Críticos à criminalização da homofobia afirmam que a lei fere a liberdade religiosa – em especial, o setor evangélico é o que mais teme efeitos, sobretudo restrições a discursos de pastores em cultos. Dizem, ainda, que uma decisão do STF sobre o tema seria mais um caso em que o Judiciário legisla no lugar do Parlamento – ou seja, sobreposição de poderes da República.
Representante da Associação Nacional de Juristas Evangélicos (Anajure), o advogado Luigi Mateus Braga defendeu que o Congresso tenha a palavra final sobre o caso. Braga disse que a comunidade LGBT+ deve ter seus direitos protegidos, mas que é preciso assegurar que religiosos não sejam punidos por pregaram os textos bíblicos.
— Ninguém está sustentando abuso, que uma religião tenha o direito de menosprezar individualmente qualquer homossexual ou transexual.
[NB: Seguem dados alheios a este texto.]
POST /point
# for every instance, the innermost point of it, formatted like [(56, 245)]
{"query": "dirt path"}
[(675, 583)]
No entanto, não queremos correr o risco de ser punidos por um fato social, representado por textos bíblicos — afirmou.
Na terça-feira (12), um dia antes o julgamento, o presidente do STF, Dias Toffoli, havia se reunido com representantes da Bancada Evangélica do Parlamento, que pediam o adiamento do julgamento.
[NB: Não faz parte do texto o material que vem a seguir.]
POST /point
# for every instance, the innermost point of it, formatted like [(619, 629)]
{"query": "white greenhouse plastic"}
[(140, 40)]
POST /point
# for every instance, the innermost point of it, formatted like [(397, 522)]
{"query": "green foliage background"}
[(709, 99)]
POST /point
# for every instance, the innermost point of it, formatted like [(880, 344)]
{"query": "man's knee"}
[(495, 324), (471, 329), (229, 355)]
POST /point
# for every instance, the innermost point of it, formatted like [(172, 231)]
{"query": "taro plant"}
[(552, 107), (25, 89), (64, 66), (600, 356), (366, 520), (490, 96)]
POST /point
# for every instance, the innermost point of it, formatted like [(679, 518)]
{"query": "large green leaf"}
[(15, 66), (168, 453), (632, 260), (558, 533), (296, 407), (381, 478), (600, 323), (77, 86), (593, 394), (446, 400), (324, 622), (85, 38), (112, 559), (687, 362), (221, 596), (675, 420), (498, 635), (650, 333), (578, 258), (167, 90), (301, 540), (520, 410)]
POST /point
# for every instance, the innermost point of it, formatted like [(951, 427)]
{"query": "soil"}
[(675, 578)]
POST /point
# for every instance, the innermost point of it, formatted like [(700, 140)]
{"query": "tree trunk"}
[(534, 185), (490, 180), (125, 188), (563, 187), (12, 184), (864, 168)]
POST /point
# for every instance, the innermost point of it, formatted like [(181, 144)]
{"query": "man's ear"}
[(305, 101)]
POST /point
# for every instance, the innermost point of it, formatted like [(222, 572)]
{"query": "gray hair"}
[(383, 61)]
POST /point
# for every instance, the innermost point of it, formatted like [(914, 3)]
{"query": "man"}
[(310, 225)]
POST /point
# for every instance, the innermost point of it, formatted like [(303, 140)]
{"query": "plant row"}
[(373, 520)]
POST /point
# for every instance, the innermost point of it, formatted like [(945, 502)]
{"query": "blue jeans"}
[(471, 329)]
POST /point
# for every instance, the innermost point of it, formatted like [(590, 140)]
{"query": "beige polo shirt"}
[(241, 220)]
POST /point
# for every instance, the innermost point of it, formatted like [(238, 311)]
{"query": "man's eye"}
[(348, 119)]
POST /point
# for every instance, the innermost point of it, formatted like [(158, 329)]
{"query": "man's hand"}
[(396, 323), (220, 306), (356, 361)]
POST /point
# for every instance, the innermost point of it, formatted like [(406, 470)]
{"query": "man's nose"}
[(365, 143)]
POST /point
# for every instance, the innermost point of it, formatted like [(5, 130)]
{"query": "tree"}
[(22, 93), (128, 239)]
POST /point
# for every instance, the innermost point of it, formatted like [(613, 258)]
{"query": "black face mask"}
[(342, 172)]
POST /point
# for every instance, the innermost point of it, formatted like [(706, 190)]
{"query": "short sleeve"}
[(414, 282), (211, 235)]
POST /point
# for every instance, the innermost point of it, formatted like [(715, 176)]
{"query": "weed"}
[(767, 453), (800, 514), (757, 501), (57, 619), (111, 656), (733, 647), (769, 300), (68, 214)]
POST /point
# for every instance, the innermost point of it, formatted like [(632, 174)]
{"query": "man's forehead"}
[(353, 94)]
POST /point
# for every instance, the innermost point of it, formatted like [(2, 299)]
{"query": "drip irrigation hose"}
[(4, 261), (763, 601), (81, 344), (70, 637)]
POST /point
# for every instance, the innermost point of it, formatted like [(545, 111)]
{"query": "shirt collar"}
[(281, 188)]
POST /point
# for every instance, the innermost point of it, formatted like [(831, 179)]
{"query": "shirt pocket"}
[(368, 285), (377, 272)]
André Mendonça, advogado-geral da União, instituição que defende os interesses do governo federal, criticou o preconceito, mas se manifestou contra as ações sob o argumento de que agressões homofóbicas já estão cobertas pela legislação atual, em crimes penais como homicídio ou agressão. Ele defendeu que o Congresso não foi omisso porque a Constituição não exige lei específica sobre o assunto e que quem deve legislar sobre crimes penais é apenas o Parlamento.
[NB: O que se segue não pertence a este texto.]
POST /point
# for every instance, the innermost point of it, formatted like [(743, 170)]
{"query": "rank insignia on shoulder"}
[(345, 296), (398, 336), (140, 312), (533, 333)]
Luciano Mariz Maia, vice-procurador-geral da República, número dois na hierarquia do Ministério Público Federal (MPF), defendeu a criminalização da homofobia sob o argumento de que é impossível dissociar a violência entre negros, pobres, gays e pessoas trans.
Após o fim da sessão de quarta-feira, o presidente Jair Bolsonaro se posicionou contra a criminalização da homofobia. Ele retomou os argumentos de André Mendonça, da Advocacia-Geral da União (AGU), e afirmou que uma decisão do STF nesse sentido pode atentar contra o equilíbrio dos poderes. "Em respeito aos princípios da democracia é que a AGU requer que a decisão sobre tipificação penal da homofobia seja livremente adotada pelos representantes legitimamente eleitos pelo povo, nesse caso, o Congresso Nacional", escreveu.
O QUE DIZEM AS AÇÕES
Ação Direta de Inconstitucionalidade por Omissão (ADO) 26
Quem é o relator: ministro Celso de Mello
Na ADO 26, o Partido Popular Socialista (PPS) pede que homofobia e transfobia sejam reconhecidos como racismo, que o STF declare que o Congresso foi omisso em não votar até agora projeto que criminalize o preconceito contra LGBT+ e coloque prazo de até um ano para o Congresso legislar sobre o tema.
Nesta ação, a Câmara se defendeu dizendo que aprovou, em 2001, o projeto de Lei 5.003 e o enviou para análise do Senado, que nunca o votou. O Senado, por sua vez, disse que não foi omisso e sublinhou que cabe a ele decidir o tema agora.
Mandado de Injunção 4733
Quem é o relator: ministro Edson Fachin
A ação, movida pela Associação Brasileira de Gays, Lésbicas e Transexuais (ABGLT), pede que o STF reconheça a homofobia como crime de racismo ou como crime de discriminação que atenta contra liberdades individuais. Aqui, tanto Câmara quanto Senado afirmaram que não foram omissos.